What one can do is use our statistics calculate a confidence interval for these parameters. Note that the standard errors for the statistics are provided in the computer printout. For the sample slope of 0.080284, the calculated standard error is 0.0016. (The formula for the standard error computation appears on page 762 of the Yates text, but they are not needed here.)

There are 7 data points, and the degrees of freedom is therefore 7 - 2 = 5 (as stated in the computer printout). If one wants a 95% confidence interval for the true slope of the LSRL, the crucial t value (from t-distribution table) is t = 2.571. The desired confidence interval is

.080284 plus/minus (2.571)(0.0016) = (.0761704,.0843976)
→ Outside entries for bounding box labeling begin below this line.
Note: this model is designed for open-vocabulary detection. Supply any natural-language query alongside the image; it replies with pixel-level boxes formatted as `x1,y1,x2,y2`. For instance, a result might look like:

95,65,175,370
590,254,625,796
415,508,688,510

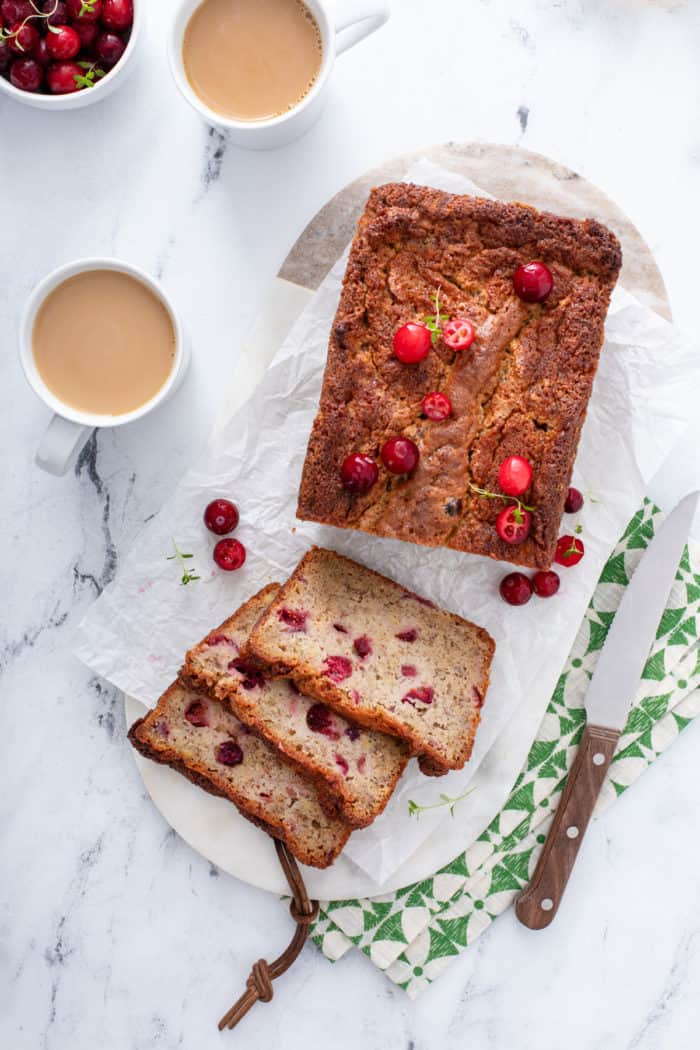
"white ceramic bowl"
0,0,146,109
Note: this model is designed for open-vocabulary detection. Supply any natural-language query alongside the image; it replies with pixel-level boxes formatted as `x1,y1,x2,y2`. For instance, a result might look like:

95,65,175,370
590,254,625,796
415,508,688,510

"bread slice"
129,680,351,867
183,584,409,827
243,547,495,776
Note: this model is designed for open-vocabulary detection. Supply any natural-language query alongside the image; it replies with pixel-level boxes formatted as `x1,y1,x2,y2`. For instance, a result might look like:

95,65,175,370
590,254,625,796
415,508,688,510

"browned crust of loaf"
181,584,410,828
245,547,495,776
127,684,352,868
297,183,621,568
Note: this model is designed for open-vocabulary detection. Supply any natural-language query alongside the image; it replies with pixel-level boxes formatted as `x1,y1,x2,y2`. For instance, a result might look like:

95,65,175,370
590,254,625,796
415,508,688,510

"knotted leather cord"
218,839,318,1032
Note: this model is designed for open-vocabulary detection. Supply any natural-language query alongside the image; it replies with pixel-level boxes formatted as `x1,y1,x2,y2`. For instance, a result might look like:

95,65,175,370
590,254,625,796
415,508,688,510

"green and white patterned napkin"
312,501,700,999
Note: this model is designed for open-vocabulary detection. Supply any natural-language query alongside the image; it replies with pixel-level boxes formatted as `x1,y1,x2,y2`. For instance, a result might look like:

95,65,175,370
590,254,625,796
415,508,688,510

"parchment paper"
77,162,700,885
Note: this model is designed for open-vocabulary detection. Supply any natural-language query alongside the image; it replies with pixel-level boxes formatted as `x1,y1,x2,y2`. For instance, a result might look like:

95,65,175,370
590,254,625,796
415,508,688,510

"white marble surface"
0,0,700,1050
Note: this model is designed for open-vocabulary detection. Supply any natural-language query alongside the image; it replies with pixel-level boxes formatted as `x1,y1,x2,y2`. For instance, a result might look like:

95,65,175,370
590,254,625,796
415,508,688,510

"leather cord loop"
218,839,319,1031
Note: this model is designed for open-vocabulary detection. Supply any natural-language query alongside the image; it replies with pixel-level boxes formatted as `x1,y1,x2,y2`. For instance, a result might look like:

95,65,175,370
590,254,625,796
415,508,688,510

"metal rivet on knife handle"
515,726,619,929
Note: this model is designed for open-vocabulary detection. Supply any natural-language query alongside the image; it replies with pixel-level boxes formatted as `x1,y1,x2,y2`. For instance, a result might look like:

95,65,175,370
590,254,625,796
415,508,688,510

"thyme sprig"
166,540,201,587
469,482,534,525
73,62,106,87
423,288,449,347
408,788,474,818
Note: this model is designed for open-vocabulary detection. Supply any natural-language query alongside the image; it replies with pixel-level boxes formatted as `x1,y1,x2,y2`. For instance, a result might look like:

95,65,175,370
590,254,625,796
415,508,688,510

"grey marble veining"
0,0,700,1050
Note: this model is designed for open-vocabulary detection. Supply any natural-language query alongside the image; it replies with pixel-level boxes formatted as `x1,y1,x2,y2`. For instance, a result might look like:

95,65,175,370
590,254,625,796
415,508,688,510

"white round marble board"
125,143,671,901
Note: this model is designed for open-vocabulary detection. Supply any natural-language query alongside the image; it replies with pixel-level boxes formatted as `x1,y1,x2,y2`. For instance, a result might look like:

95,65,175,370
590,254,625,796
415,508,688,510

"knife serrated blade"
515,492,700,929
584,492,698,731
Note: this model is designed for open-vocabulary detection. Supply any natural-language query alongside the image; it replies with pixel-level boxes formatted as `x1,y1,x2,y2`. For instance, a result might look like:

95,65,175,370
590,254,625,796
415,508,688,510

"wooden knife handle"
515,726,620,929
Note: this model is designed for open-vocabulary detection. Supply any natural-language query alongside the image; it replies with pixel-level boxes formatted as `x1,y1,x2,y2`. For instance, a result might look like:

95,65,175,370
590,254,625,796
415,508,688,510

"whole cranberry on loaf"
297,183,621,569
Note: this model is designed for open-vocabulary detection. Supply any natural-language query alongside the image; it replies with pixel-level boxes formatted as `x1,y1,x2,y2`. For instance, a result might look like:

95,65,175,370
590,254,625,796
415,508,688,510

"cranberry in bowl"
0,0,140,109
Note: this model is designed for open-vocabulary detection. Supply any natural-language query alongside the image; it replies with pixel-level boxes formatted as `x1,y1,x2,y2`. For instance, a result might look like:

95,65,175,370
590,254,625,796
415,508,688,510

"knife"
515,491,700,929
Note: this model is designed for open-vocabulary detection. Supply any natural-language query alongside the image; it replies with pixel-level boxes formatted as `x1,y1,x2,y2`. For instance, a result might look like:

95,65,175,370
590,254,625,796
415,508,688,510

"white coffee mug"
20,258,190,476
168,0,389,149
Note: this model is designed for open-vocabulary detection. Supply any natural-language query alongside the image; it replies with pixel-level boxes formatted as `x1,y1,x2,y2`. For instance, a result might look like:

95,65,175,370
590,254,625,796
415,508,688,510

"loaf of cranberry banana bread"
247,548,494,775
129,681,351,867
297,183,621,568
183,584,409,827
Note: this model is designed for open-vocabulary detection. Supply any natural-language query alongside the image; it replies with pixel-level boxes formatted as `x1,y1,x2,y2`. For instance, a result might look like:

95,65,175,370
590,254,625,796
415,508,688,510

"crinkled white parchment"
77,162,700,884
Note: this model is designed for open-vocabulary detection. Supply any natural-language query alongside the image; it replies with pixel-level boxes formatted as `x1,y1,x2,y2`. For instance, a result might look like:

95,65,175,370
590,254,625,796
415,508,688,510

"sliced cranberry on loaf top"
129,681,351,867
183,584,409,827
245,548,494,776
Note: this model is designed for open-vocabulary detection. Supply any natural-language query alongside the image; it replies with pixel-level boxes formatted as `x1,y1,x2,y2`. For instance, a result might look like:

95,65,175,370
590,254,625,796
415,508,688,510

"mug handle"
335,0,389,55
35,416,91,477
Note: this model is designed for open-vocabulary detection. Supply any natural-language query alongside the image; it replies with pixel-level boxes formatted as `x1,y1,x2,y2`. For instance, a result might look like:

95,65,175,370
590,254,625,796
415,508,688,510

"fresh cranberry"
9,53,44,91
31,37,51,66
66,0,102,22
46,25,81,62
228,659,264,692
381,438,420,474
41,0,69,26
499,456,532,496
353,634,372,659
9,22,39,55
205,500,238,536
499,572,532,605
340,453,379,495
102,0,133,33
532,569,560,597
564,487,584,515
421,391,452,423
323,656,353,683
277,609,309,634
443,317,476,350
0,0,32,25
73,22,100,53
513,263,554,302
554,536,586,568
401,686,434,708
213,540,246,572
495,504,532,544
94,33,126,66
306,704,340,740
394,321,432,364
216,740,243,765
185,700,209,729
46,62,84,95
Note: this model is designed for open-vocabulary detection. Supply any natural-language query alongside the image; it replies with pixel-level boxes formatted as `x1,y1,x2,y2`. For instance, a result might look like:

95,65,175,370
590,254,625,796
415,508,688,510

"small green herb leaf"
166,540,201,587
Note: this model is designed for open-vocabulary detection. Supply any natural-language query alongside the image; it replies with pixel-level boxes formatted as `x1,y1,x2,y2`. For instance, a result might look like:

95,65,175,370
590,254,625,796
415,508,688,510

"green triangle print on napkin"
313,501,700,998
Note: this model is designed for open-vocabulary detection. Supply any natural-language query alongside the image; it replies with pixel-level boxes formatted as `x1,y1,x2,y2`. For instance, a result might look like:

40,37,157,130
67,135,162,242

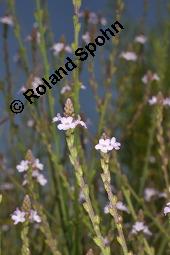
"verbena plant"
0,0,170,255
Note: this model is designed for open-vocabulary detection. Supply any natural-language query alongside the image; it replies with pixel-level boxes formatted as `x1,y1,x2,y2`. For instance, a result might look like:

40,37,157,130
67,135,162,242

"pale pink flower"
33,158,44,170
120,51,138,61
32,170,47,186
163,97,170,106
88,12,99,25
164,202,170,215
148,96,158,105
64,45,72,53
144,188,158,202
37,174,47,186
32,77,42,96
0,15,14,26
95,138,113,153
27,119,34,127
116,201,129,213
142,72,160,84
95,137,120,153
100,17,107,26
16,160,29,173
81,83,86,90
82,32,90,44
104,201,129,214
11,208,25,225
110,137,121,150
132,221,152,235
104,205,109,214
60,85,71,94
135,35,147,44
29,210,41,223
53,114,87,130
51,42,72,56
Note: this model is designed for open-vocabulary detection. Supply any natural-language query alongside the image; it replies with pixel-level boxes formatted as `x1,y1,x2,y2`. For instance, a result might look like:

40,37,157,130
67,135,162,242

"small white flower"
16,160,29,173
0,16,14,26
33,158,44,170
18,86,27,93
110,137,121,150
148,96,158,105
81,83,86,90
142,72,160,84
95,138,113,153
164,203,170,215
88,12,99,25
163,97,170,106
32,77,42,96
52,42,64,55
82,32,90,43
100,17,107,26
158,192,167,198
79,190,85,203
26,31,41,44
36,174,47,186
51,42,72,56
144,188,158,202
95,137,120,153
57,116,76,130
116,201,129,213
29,210,41,223
64,45,72,53
53,114,87,130
11,208,25,225
60,85,71,94
27,119,34,127
135,35,147,44
132,221,152,235
104,204,109,214
120,51,138,61
52,113,62,123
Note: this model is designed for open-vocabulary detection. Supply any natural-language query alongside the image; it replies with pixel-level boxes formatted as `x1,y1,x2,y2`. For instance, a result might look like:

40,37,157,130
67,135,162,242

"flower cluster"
120,51,138,61
164,202,170,215
104,201,129,214
16,159,47,186
95,137,121,153
51,42,72,56
142,71,160,84
0,15,14,26
11,208,41,225
53,113,87,130
132,221,152,235
60,83,86,94
78,11,107,26
135,34,147,44
148,96,170,106
144,188,166,202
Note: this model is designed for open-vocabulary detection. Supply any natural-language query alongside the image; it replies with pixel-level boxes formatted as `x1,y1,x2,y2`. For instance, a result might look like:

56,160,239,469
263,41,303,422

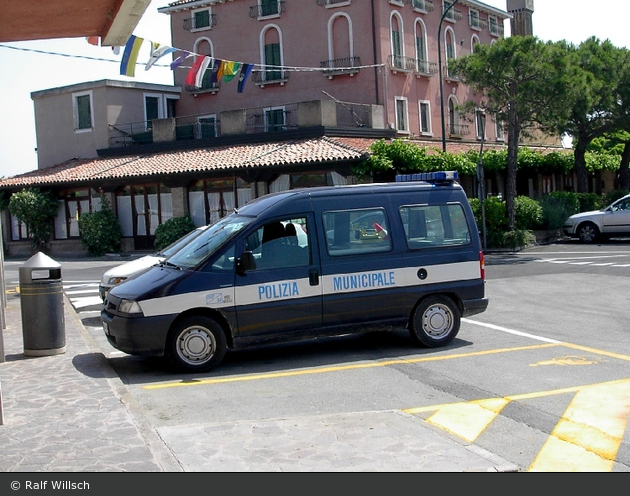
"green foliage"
514,196,543,230
602,189,628,206
540,191,580,229
577,193,604,212
8,188,59,252
79,196,122,256
155,216,195,250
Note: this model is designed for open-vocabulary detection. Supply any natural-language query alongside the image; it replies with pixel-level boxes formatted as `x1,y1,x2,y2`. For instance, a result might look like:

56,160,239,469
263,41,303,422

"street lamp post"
438,0,459,152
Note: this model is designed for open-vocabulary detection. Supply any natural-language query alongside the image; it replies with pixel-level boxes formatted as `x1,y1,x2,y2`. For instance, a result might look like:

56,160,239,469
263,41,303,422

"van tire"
410,295,461,348
166,315,227,372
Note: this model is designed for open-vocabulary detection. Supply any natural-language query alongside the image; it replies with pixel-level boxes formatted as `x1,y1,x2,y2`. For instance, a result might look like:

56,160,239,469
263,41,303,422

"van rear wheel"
166,315,227,372
410,295,461,348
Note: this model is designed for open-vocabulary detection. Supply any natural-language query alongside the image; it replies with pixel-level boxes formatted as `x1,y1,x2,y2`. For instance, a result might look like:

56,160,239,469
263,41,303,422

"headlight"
118,300,142,314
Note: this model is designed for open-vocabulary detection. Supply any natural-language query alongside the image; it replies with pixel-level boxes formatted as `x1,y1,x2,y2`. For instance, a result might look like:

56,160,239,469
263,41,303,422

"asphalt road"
2,241,630,472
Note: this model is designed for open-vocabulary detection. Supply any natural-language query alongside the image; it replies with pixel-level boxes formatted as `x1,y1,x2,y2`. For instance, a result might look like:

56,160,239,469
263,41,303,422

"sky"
0,0,630,177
What if one is asked to interpret what this interval means? It could be said that we are 95% confident that each additional unit (ft./sec.) increase in speed results in the number of steps increasing by a number between .0762 and .0844.

Just a note on writing and interpreting slope of a least-squares regression line....

The LSRL above has the form

y(hat) = 1.76608 + 0.080284x

The slope of this line is m = .080284. Using the algebraic identity

m = 1/(1/m)

we could write .080284 = 1/(1/.080284) = 1/12.46 (approximately)

OK, so it would be reasonable to write the LSRL as

y(hat) = 1.76608 + (1/12.46)x

Why would one want to do this? Well, it does make it a bit easier to interpret the slope, something that students are sometimes asked to do on the AP Examination. For instance, returning to the problem above and writing the LSRL as

STEPS = 1.76608 + (1/12.46)(SPEED)

one could put this interpretation on the slope: For each additional step per second taken by a female runner, her speed would increase by approximately 12.46 ft./sec.

(This is, I believe, a reasonable interpretation, although in a real life situation it would be tough to actually take one complete additional step per second. Note use of the word approximately in the explanation. This is important.)